Un par de años más tarde, cuando el gobierno de la “bestia” se resquebrajó y salieron a la luz todos los actos de corrupción y componendas tramadas para acabar con sus rivales políticos a través del sicariato volví a tener noticias de Pepito Zárate. Esta vez leí su nombre en un reportaje publicado en un diario local, en el que se hacía referencia a todos los personajes involucrados en la red de corrupción encabezada por la “bestia”.  Se mencionaba a funcionarios públicos, testaferros e incluso cabecillas de bandas delincuenciales. El nombre de Pepito aparecía junto a un grupo de profesionales que prestaron sus servicios para encubrir los millonarios desfalcos a través de obras y adquisiciones sobrevaloradas.

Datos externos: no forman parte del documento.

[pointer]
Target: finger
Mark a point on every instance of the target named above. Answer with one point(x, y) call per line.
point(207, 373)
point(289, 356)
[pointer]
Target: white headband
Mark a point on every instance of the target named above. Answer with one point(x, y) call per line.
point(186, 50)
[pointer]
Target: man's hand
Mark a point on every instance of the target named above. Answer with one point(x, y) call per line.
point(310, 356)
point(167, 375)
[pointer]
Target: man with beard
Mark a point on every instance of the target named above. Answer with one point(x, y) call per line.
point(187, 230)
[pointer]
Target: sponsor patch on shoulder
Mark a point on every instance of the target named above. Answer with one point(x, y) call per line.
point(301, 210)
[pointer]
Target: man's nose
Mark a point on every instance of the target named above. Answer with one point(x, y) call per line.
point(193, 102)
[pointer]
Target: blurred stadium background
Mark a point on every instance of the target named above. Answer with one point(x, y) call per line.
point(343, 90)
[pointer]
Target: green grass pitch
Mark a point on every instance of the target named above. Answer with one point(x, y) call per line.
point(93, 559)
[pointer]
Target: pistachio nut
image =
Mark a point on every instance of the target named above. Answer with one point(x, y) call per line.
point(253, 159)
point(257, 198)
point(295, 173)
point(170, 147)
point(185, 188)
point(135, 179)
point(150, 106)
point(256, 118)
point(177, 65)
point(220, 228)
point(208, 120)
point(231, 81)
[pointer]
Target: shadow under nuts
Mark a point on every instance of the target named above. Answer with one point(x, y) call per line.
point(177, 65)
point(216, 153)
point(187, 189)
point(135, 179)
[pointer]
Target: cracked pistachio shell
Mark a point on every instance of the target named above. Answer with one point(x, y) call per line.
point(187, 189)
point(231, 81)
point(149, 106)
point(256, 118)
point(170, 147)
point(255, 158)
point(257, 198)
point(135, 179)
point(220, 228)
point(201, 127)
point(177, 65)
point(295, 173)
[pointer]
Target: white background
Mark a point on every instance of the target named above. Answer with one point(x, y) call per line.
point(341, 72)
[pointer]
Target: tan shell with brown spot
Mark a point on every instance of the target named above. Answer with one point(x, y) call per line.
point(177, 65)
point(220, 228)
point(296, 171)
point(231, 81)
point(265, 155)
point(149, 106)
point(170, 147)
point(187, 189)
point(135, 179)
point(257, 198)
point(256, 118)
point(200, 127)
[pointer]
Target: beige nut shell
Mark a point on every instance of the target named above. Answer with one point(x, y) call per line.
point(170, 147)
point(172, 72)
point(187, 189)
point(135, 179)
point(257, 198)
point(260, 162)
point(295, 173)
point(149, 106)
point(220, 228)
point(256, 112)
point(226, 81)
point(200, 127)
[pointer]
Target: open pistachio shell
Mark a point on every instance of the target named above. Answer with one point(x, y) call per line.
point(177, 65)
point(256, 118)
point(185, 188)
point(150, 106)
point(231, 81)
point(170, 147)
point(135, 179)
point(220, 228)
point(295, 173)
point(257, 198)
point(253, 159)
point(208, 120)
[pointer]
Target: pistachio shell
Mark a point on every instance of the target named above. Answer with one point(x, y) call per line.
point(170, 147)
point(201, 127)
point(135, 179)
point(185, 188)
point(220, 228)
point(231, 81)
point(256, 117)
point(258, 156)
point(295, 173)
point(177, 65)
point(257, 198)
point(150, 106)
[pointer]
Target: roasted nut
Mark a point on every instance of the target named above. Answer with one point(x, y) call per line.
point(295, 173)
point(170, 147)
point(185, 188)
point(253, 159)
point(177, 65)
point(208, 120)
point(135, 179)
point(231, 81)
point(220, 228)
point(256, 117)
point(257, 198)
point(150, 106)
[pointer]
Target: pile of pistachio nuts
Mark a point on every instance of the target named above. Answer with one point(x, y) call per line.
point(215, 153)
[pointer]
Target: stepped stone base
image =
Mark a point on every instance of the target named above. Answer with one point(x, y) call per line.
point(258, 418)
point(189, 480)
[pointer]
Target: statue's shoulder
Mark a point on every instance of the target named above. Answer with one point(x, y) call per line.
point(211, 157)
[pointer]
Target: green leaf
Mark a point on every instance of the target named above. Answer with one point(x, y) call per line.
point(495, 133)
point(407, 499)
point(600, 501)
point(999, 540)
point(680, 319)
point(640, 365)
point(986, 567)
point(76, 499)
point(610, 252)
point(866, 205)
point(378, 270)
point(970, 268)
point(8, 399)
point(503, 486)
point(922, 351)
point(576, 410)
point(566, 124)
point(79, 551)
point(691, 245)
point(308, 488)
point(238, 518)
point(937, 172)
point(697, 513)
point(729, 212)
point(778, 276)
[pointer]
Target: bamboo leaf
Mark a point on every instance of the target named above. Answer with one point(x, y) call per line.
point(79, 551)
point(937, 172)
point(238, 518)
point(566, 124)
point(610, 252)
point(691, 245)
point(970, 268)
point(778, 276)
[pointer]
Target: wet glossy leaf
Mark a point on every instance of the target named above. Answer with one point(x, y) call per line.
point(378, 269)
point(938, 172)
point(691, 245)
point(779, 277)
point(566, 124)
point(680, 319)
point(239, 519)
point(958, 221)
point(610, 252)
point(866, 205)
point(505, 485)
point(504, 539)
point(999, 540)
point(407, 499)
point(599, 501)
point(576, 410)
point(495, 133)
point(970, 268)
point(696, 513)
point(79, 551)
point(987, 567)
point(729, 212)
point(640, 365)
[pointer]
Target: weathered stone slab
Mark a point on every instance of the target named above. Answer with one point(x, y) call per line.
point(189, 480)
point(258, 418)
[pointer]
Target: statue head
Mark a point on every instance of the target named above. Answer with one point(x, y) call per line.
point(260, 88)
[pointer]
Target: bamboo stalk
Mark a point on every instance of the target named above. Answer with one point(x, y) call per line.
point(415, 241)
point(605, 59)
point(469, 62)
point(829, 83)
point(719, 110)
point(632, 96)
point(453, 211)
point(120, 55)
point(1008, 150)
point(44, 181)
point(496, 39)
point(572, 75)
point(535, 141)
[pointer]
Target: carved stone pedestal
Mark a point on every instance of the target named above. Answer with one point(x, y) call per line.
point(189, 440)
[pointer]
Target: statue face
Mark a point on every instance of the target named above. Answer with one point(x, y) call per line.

Estas personas autodenominadas “Comandos” coparon los más importantes cargos públicos de manera estratégica y según los primeros cálculos, habían conseguido desviar a sus cuentas  más de quinientos millones de soles.  La familia Zárate, enterada de la difícil situación que atravesaba el más “destacado” de sus integrantes,  decidió hacer mutis sobre el tema. Durante varias semanas vivieron en un hermetismo sepulcral, caminando por el barrio con cautela, temiendo que en cualquier momento pudieran ser avallados por una turba de periodistas quisquillosos que los agobiasen con sus preguntas. Sin embargo en poco tiempo, y como siempre ocurre, las noticias e investigaciones periodísticas sobre la corruptela en el gobierno regional fueron reemplazadas por otros sucesos de menor valía, la mayoría crímenes sangrientos, que merecían  la portada de los diarios. La ciudad cayó en la cuenta de un olvido repetitivo que  nubló el hecho de haber sido víctimas del peor flagelo político en nuestra historia regional.  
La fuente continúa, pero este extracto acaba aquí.